Fortunately for me the crowd's attention soon turned to support band SNUFF. A quintessentially, gloriously English punk-rock band who've been around for decades and admirably fit about 16 songs into a 35-minute support slot. A terrifically English vibe runs through everything Snuff do - from a superb rendition of the famous Channel 4 cricket-theme "Soul Limbo" by Booker T & The MG's (rechristened to simply "Cricket" - and the Match of the Day theme has been known to pop-up in many-a live set), to liberally using the words 'arsehole' and 'bollocks' with no pretence whatsoever. They'd be a much better replacement for that bloody England band at Euro 2012, at least.



Each song is plowed through with a pace that gives the impression that the band thought "Milo Goes To College" was perhaps 10 minutes too long; 2 minutes of loud barre chords, 30 seconds of jokingly lamabasting each other for any cock-ups, rinse, repeat. Blasting through the set - the highlight being their great 2003 single and old P-Rock favourite "Chocs Away" - yet somehow finding time to playfully slag each other off over outfit choices (the keyboard player's jacket is adjudged to be "too fucking mod" by singer Duncan Redmonds), Snuff are a great live band in their own right and perform a top job of warming up this capacity crowd. I'd like to go for a pint with Snuff. They'd probably call me an arsehole and admonish my pointy shoes but that's neither here nor there - even after 25 years they remain one of the best examples of Anglo punk rock. It's not long to wait until the headlining act, and after a brief huddle and a vodka toast NOFX take the stage. The forefathers of modern Californian punk-rock have been around for nearly 30 years now but it'd take a brave man to call them completely mature. After a brief first song the band's bassist/vocalist/de-facto leader Fat Mike espies a girl on her mobile in the front row - it's duly passed to guitarist/trumpeter/resident-impressionist El Hefe who proceeds to cast doubt upon the moral fortitude of the girl to the person on the other end of the line (who we later find out is the girl's mum). Is it big and clever? Nope. But it's harmlessly entertaining and sets the tone for the rest of the gig.

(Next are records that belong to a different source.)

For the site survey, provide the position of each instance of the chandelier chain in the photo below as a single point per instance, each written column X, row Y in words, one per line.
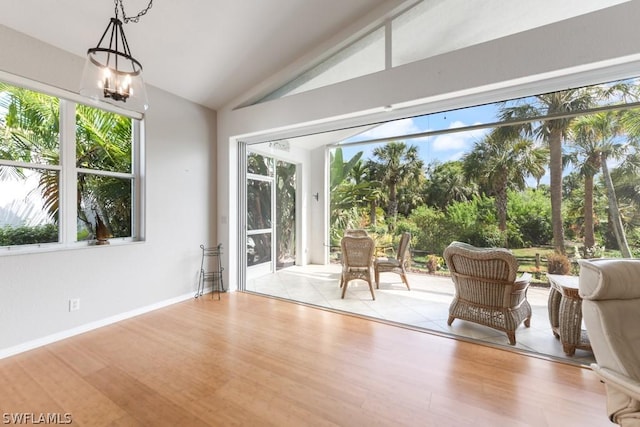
column 126, row 19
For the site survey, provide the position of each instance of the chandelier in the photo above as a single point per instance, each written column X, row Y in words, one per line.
column 111, row 74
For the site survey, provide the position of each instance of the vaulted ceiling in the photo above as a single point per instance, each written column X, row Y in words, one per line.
column 213, row 51
column 207, row 51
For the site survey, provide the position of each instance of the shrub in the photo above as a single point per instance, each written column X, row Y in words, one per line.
column 433, row 263
column 558, row 263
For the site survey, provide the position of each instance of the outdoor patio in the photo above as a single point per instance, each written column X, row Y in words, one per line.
column 425, row 306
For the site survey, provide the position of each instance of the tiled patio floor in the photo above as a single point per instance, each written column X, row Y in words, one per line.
column 426, row 306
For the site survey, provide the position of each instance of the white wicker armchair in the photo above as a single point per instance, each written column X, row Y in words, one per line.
column 357, row 261
column 487, row 290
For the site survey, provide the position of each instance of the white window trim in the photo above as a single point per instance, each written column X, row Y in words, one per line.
column 68, row 171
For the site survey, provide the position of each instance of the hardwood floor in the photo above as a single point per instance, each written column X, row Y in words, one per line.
column 252, row 360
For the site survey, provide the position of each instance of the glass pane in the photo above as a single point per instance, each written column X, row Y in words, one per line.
column 366, row 56
column 259, row 165
column 435, row 27
column 286, row 213
column 28, row 206
column 104, row 209
column 103, row 140
column 29, row 126
column 258, row 248
column 258, row 204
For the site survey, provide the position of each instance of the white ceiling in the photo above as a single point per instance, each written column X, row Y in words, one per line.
column 213, row 51
column 207, row 51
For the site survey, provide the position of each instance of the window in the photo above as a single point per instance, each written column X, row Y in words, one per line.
column 68, row 172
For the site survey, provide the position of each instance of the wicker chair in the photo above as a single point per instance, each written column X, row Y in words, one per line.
column 487, row 291
column 611, row 309
column 357, row 261
column 395, row 265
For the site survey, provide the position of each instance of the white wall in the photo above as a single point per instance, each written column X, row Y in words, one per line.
column 592, row 48
column 117, row 280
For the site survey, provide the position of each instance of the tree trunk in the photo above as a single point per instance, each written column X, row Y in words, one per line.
column 372, row 212
column 614, row 212
column 555, row 171
column 589, row 237
column 501, row 208
column 393, row 206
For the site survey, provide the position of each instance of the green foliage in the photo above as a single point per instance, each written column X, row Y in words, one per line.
column 529, row 214
column 26, row 235
column 434, row 263
column 427, row 229
column 558, row 263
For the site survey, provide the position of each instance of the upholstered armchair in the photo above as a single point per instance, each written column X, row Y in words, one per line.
column 610, row 291
column 487, row 290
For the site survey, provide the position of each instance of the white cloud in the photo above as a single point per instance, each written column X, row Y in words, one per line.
column 458, row 140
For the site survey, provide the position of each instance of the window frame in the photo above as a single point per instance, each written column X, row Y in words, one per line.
column 69, row 172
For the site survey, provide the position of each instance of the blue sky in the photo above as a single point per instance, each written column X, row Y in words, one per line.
column 443, row 148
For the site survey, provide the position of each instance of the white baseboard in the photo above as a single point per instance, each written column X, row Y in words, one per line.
column 30, row 345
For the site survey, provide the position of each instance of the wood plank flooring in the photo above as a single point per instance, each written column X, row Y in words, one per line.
column 252, row 360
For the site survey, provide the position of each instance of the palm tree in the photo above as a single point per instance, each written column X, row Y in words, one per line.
column 103, row 142
column 446, row 183
column 553, row 131
column 595, row 142
column 398, row 163
column 499, row 163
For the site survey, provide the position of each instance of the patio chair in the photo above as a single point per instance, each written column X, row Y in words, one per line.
column 356, row 232
column 395, row 265
column 611, row 312
column 487, row 291
column 357, row 261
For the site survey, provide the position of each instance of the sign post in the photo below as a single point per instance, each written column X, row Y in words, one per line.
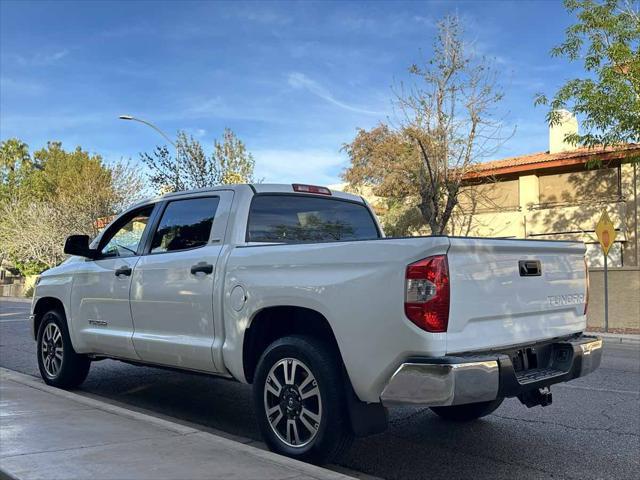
column 606, row 235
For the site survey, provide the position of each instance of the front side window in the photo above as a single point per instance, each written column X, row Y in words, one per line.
column 301, row 219
column 125, row 240
column 185, row 224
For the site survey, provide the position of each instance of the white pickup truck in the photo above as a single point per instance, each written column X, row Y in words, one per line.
column 294, row 289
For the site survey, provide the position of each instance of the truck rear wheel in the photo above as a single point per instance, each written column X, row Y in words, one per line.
column 468, row 412
column 59, row 364
column 299, row 398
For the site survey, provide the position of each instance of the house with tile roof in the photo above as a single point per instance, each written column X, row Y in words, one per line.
column 557, row 195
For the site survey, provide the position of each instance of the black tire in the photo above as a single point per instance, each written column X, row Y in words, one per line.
column 333, row 435
column 468, row 412
column 72, row 368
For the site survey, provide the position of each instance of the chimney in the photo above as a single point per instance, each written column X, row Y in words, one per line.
column 567, row 125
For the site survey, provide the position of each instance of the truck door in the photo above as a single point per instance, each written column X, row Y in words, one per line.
column 172, row 289
column 101, row 316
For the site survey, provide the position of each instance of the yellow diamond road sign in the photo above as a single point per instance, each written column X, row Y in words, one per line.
column 606, row 232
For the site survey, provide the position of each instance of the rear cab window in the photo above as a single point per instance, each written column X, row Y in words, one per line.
column 185, row 224
column 294, row 218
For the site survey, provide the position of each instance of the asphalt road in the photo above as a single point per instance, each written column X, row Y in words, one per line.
column 592, row 430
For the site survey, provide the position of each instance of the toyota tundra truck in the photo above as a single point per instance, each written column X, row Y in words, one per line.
column 295, row 290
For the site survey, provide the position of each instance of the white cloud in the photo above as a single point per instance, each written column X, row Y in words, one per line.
column 41, row 59
column 320, row 167
column 301, row 81
column 20, row 87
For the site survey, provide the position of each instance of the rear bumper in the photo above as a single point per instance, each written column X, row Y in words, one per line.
column 456, row 380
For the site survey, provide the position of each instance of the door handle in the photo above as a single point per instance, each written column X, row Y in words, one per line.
column 203, row 267
column 124, row 270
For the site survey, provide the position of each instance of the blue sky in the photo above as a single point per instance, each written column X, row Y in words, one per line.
column 294, row 80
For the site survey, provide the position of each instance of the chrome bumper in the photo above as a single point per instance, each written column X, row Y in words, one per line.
column 458, row 380
column 443, row 384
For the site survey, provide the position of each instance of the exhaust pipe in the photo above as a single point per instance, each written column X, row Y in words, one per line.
column 540, row 396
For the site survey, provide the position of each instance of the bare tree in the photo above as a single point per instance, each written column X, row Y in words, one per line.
column 191, row 168
column 450, row 117
column 446, row 126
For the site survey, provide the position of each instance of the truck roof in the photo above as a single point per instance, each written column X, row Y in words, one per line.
column 262, row 188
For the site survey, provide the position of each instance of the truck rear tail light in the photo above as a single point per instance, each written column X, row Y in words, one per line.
column 426, row 300
column 297, row 187
column 586, row 277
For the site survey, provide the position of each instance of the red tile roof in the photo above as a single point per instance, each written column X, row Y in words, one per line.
column 540, row 160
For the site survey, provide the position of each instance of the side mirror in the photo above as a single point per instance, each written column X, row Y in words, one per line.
column 79, row 245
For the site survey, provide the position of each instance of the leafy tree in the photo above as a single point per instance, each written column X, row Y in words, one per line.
column 15, row 168
column 446, row 126
column 191, row 168
column 606, row 38
column 59, row 193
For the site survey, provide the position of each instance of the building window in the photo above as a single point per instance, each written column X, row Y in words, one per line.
column 579, row 187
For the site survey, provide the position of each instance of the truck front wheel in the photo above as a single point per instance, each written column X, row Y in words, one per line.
column 299, row 399
column 59, row 364
column 468, row 412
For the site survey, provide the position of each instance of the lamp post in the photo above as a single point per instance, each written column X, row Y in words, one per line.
column 149, row 124
column 129, row 117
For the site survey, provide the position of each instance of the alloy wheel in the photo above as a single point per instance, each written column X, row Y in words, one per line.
column 51, row 349
column 292, row 402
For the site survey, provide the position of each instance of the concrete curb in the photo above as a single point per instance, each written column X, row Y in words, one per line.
column 628, row 338
column 304, row 468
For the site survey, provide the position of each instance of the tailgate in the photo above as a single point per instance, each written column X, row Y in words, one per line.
column 498, row 298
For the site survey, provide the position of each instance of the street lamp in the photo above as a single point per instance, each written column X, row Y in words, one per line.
column 129, row 117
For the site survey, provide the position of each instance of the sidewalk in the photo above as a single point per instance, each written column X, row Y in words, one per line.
column 55, row 434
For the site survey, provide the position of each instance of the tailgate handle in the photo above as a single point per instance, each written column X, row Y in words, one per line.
column 530, row 268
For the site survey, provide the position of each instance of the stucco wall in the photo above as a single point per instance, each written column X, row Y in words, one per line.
column 624, row 298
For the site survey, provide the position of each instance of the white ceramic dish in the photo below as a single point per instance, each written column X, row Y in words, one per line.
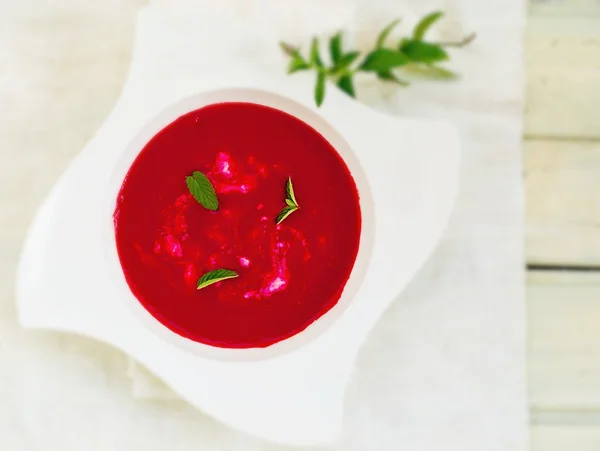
column 297, row 110
column 292, row 392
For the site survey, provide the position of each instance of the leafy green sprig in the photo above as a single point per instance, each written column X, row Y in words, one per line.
column 412, row 54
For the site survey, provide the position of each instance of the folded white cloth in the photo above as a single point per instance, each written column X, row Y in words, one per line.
column 444, row 369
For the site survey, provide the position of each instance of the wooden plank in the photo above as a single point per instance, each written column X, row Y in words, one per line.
column 565, row 438
column 563, row 69
column 564, row 341
column 562, row 181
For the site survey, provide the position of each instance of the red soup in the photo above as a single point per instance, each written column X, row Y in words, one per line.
column 286, row 275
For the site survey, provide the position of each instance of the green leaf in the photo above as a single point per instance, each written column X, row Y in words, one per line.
column 431, row 72
column 335, row 48
column 215, row 276
column 426, row 23
column 389, row 76
column 315, row 57
column 284, row 213
column 289, row 191
column 348, row 59
column 288, row 49
column 297, row 63
column 382, row 60
column 345, row 84
column 385, row 33
column 423, row 52
column 202, row 190
column 320, row 88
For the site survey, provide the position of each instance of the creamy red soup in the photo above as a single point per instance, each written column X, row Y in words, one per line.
column 289, row 274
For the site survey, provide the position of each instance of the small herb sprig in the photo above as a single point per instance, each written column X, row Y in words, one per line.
column 291, row 205
column 412, row 54
column 202, row 190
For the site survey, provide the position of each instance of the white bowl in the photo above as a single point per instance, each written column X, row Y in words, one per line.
column 261, row 97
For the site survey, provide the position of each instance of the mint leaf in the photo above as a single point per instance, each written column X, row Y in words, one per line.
column 385, row 33
column 289, row 191
column 389, row 76
column 284, row 213
column 215, row 276
column 347, row 59
column 335, row 48
column 315, row 57
column 382, row 60
column 345, row 84
column 423, row 52
column 202, row 190
column 425, row 24
column 320, row 88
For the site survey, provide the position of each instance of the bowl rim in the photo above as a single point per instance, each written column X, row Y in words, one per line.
column 322, row 324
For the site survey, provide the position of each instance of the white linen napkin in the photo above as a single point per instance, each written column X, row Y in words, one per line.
column 444, row 369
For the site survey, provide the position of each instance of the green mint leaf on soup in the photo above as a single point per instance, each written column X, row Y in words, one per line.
column 425, row 24
column 290, row 201
column 289, row 191
column 202, row 190
column 218, row 275
column 284, row 213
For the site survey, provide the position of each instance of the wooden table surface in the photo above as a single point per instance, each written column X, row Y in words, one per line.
column 562, row 179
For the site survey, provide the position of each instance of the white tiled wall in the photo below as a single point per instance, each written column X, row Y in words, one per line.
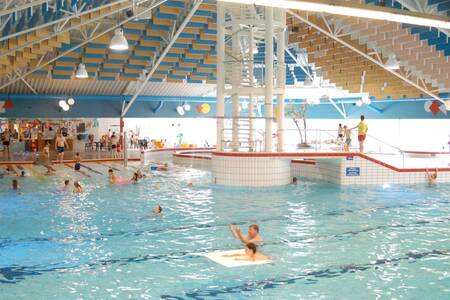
column 192, row 162
column 334, row 170
column 250, row 171
column 373, row 173
column 156, row 156
column 327, row 170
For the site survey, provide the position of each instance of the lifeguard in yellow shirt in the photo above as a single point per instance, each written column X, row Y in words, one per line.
column 362, row 131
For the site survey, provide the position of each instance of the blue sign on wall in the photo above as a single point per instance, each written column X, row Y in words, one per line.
column 352, row 171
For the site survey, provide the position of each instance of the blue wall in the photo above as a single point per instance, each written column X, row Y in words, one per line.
column 46, row 106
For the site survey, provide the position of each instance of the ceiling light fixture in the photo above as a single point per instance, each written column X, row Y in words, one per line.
column 186, row 107
column 180, row 110
column 244, row 104
column 392, row 63
column 366, row 100
column 353, row 10
column 62, row 103
column 118, row 42
column 81, row 71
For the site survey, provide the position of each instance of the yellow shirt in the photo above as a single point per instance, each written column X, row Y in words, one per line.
column 362, row 128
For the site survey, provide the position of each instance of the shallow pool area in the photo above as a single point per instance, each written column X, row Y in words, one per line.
column 327, row 241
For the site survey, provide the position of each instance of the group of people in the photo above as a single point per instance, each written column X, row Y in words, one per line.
column 345, row 135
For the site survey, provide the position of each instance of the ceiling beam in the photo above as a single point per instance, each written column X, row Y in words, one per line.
column 363, row 54
column 62, row 20
column 180, row 29
column 61, row 31
column 349, row 8
column 109, row 29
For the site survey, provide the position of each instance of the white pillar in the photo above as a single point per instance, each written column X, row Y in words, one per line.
column 281, row 82
column 235, row 82
column 220, row 100
column 268, row 95
column 251, row 109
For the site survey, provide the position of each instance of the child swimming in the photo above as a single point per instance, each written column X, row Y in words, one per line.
column 77, row 158
column 140, row 174
column 112, row 177
column 66, row 185
column 77, row 187
column 251, row 254
column 157, row 210
column 15, row 185
column 135, row 178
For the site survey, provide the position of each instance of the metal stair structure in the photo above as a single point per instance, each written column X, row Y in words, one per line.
column 249, row 140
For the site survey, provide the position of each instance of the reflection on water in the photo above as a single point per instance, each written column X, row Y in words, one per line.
column 327, row 241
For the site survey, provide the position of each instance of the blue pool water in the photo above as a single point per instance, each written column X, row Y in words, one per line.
column 328, row 242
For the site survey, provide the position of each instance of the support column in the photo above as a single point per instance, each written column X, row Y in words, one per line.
column 268, row 95
column 220, row 85
column 235, row 82
column 121, row 136
column 281, row 83
column 251, row 109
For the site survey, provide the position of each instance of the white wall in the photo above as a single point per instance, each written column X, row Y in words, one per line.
column 425, row 135
column 195, row 130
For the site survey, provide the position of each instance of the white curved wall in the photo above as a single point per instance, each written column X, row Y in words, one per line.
column 250, row 171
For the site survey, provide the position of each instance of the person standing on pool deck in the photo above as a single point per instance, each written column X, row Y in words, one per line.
column 252, row 236
column 362, row 131
column 114, row 141
column 6, row 138
column 432, row 177
column 60, row 145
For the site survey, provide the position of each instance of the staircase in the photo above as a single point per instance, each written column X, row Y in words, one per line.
column 244, row 141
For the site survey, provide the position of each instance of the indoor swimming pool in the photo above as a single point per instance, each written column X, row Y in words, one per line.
column 327, row 241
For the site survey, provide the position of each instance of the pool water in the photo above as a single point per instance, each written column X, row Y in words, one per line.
column 327, row 241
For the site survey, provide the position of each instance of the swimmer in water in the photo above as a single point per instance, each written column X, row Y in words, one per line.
column 163, row 167
column 49, row 172
column 432, row 177
column 135, row 178
column 251, row 254
column 66, row 185
column 157, row 210
column 77, row 187
column 77, row 158
column 15, row 185
column 112, row 177
column 140, row 174
column 252, row 236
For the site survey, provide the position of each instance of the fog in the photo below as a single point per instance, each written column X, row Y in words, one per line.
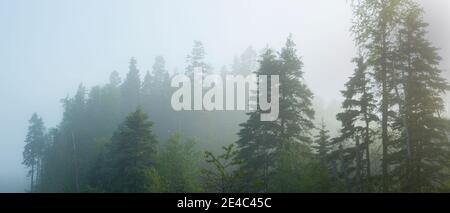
column 48, row 47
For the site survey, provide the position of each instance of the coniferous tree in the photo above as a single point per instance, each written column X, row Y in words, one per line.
column 133, row 154
column 223, row 176
column 323, row 145
column 259, row 141
column 375, row 23
column 357, row 119
column 422, row 150
column 130, row 89
column 33, row 150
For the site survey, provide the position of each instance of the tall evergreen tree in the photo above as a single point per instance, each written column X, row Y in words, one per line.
column 422, row 150
column 133, row 154
column 375, row 22
column 323, row 145
column 358, row 118
column 130, row 89
column 259, row 141
column 34, row 148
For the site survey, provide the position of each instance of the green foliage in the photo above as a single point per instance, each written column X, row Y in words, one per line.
column 178, row 165
column 222, row 176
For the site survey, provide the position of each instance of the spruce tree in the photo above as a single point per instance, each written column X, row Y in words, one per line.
column 133, row 153
column 34, row 149
column 260, row 141
column 422, row 150
column 130, row 89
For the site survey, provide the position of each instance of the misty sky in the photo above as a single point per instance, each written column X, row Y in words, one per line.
column 48, row 47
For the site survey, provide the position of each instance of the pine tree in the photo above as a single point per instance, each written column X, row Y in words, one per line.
column 133, row 153
column 259, row 141
column 358, row 116
column 196, row 60
column 130, row 89
column 323, row 145
column 178, row 165
column 34, row 150
column 222, row 176
column 375, row 22
column 422, row 150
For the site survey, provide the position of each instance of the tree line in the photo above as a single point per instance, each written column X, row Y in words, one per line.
column 124, row 136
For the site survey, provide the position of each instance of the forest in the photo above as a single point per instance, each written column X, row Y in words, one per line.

It's the band's first show in Manchester for almost 8 years and the crowd are treated to a couple of songs from the interim, album tracks from 2006's Wolves in Wolves' Clothing and 2009's Coaster. With such an enormous back catalogue NOFX could feasibly play a different set for each night of this tour, but you feel it wouldn't make a difference to the crowd who seem to know devotedly each verse off by heart. Before starting the song, Fat Mike announces that "The Quass" is about to be given its UK debut despite being written over 18 years ago - the crowd return the gift by crowd-surfing en-masse, the rest of the audience becoming part of a giant amorphous mosh-pit across The Ritz's vintage dancefloor. Those who wish to just stand and watch this gig have sensibly retreated to the venue's balcony as anyone left standing downstairs will inevitably be sucked into the whirlpool that is a 1000-strong melee of pogoing; it's an impressive sight to behold considering we're only about 5 songs in. Incidentally the audience is encouragingly made up of allsorts - couples in their 50's and groups of new teenage punkers of both sexes mosh together. Considering the band formed potentially 10 years before a lot of this audience was born, it's certainly a nice sight and it's clear by the smiles inbetween pogos and fistpumps that people are having a good time.


Like Snuff before them NOFX are incredibly tight - almost paradoxically so for punk rock bands. The setlist encompasses a huge range of albums, eras and styles, including a rendition of faux-reggae/dub track "Eat The Meek", the chorus of which provides a brilliant singalong with the crowd for one of the highlights of the night. At about 3 and a half minutes long it'll prove to be the longest song of the night as well. Tracks like "Leave It Alone" and "Linoleum" are as close to breakthrough bonafide hits as the band will allow and they go down a treat with the Manchester audience, the songs bookended by chat from the band both to the punters and between themselves. There's a slight risk of chatting too much but frankly, NOFX have the crowd in the palm of their hands and can take their sweet time - at least they're putting in the effort, 100%.

Whereas decendants of the NOFX vibe such as Blink-182 and The Offspring have found huge success with the punk-rock + goofiness formula, NOFX themselves have remained much the same as always - occasionally silly, yes, but there is a serious vein to the band as well. Particularly since the turn of the century (or in other words, since the age of GW Bush) there has been an overtly political edge to the band's material, and anti-racism and anti-homophobia banners adorn the stage. Though there's a good chance a lot of the politically slanted lyrics will be lost on this North-West-England audience, the band still show a connection to the roots of original punk that went before them - lending a certain gravitas to their music and performance that other light-hearted bands do not achieve.

After an accordian solo - certainly an acquired taste -from guitarist Eric Melvin and an encore including mosh-magnet "Stickin' In My Eye" (leading to another spate of crowd-surfing, seemingly half the crowd throwing themselves towards the stage like a pack of pierced lemmings), it's time for the show to close. Though I'd be lying if I said I'd listened to a NOFX CD since 6th form, they were a large part of my formative years and heavily responsible for me learning to palm-mute the fuck out of a guitar when I was 14 - and this gig has hit the spot. It's unlikely that a person hearing them for the first time tonight would be converted - but this is an audience made up of NOFX fans, and I'd wager that each and every one of them has gone home happy and hoarse. It's also obvious that the group realise they've made a living from jamming with their friends for 30 years and they - and everyone in the room - has had a lot of fun tonight. Even that miserable bloke from CEX.